Transition (P): Probability of moving to the next cell based on an action (we can assume deterministic moves for simplicity).

In [None]:
import numpy as np

# Gridworld setup
class GridworldMDP:
    def __init__(self, grid_size):
        self.grid_size = grid_size
        self.state = (0, 0)  # Start state at the top-left corner (0, 0)
        self.goal_state = (grid_size - 1, grid_size - 1) # goal_state represents the position in the grid where the agent is trying to reach. Specifically, it's the bottom-right corner of the grid.
        self.actions = ['UP', 'DOWN', 'LEFT', 'RIGHT']

    def get_actions(self):
        return self.actions

    def step(self, action):
        row, col = self.state

        # Determine new state based on action
        if action == 'UP':
            new_state = (max(row - 1, 0), col)
        elif action == 'DOWN':
            new_state = (min(row + 1, self.grid_size - 1), col)
        elif action == 'LEFT':
            new_state = (row, max(col - 1, 0))
        elif action == 'RIGHT':
            new_state = (row, min(col + 1, self.grid_size - 1))

        # Reward structure
        if new_state == self.goal_state:
            reward = 1  # Reached the goal
            done = True
        else:
            reward = -0.1  # Small penalty for each move
            done = False

        self.state = new_state
        return new_state, reward, done

    def reset(self):
        self.state = (0, 0)
        return self.state

In [None]:
# Simulating the agent interaction with the MDP
gridworld = GridworldMDP(grid_size=4)
state = gridworld.reset()

for _ in range(500):  # Let's simulate for 20 steps
    action = np.random.choice(gridworld.get_actions())  # Randomly choose an action
    next_state, reward, done = gridworld.step(action)
    print(f"Action: {action}, Next State: {next_state}, Reward: {reward}")

    if done:
        print("Reached the goal!")
        break

Action: UP, Next State: (0, 0), Reward: -0.1
Action: LEFT, Next State: (0, 0), Reward: -0.1
Action: DOWN, Next State: (1, 0), Reward: -0.1
Action: DOWN, Next State: (2, 0), Reward: -0.1
Action: RIGHT, Next State: (2, 1), Reward: -0.1
Action: DOWN, Next State: (3, 1), Reward: -0.1
Action: UP, Next State: (2, 1), Reward: -0.1
Action: RIGHT, Next State: (2, 2), Reward: -0.1
Action: LEFT, Next State: (2, 1), Reward: -0.1
Action: RIGHT, Next State: (2, 2), Reward: -0.1
Action: LEFT, Next State: (2, 1), Reward: -0.1
Action: RIGHT, Next State: (2, 2), Reward: -0.1
Action: LEFT, Next State: (2, 1), Reward: -0.1
Action: RIGHT, Next State: (2, 2), Reward: -0.1
Action: DOWN, Next State: (3, 2), Reward: -0.1
Action: DOWN, Next State: (3, 2), Reward: -0.1
Action: RIGHT, Next State: (3, 3), Reward: 1
Reached the goal!


## Mathematical Explanation:

In reinforcement learning (RL), if an environment has the Markov property, it means that the future state of the environment depends only on the current state and the action taken, not on the sequence of events that preceded it.
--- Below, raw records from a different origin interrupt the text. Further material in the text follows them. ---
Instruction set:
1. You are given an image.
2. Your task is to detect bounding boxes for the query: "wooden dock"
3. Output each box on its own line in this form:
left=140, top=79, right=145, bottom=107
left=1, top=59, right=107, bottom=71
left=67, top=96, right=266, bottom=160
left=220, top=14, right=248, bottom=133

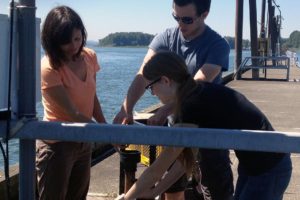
left=88, top=66, right=300, bottom=200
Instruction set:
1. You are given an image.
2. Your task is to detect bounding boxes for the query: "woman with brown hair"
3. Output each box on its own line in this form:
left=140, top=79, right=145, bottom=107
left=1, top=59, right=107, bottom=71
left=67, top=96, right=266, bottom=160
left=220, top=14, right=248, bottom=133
left=36, top=6, right=106, bottom=200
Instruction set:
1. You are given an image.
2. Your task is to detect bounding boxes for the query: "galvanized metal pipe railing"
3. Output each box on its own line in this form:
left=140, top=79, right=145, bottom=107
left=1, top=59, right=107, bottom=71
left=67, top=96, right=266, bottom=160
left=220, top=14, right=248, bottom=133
left=0, top=121, right=300, bottom=153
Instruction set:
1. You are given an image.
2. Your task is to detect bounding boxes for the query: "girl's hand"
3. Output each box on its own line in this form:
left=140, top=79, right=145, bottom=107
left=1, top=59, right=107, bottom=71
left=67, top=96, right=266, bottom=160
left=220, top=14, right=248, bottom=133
left=115, top=193, right=125, bottom=200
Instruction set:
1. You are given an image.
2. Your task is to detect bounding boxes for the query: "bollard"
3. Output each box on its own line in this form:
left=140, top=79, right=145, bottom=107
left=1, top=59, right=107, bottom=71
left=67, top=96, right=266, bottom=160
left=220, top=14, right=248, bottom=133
left=120, top=149, right=141, bottom=193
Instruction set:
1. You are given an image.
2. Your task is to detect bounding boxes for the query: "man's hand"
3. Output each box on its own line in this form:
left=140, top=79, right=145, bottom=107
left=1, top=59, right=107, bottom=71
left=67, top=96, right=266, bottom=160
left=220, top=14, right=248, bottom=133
left=147, top=105, right=172, bottom=126
left=113, top=107, right=133, bottom=124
This is a crucial property because it simplifies the decision-making process for the agent. Instead of having to consider the entire history of states and actions, the agent can focus solely on the current situation to predict the potential outcomes of its actions.

To put it more formally:

```P(s_(t+1) | s_t, a_t) = P(s_(t+1) | s_1, a_1, s_2, a_2, ..., s_t, a_t) ```

where:

- s_t: current state

- a_t: action taken

- s_(t+1): next state

This equation states that the probability of transitioning to the next state (s_(t+1)) depends only on the current state (s_t) and the action taken (a_t), not on the previous states and actions (s_1, a_1, s_2, a_2, ...).

## **Limitations**:
The most significant limitation of MDPs is the assumption of the Markov property. This means that the future state depends only on the current state and the action taken, not on the past history. In many real-world scenarios, this assumption may not hold true, as past events can influence future outcomes. For instance, in a complex game like chess, the past moves can significantly impact the current state and future possibilities.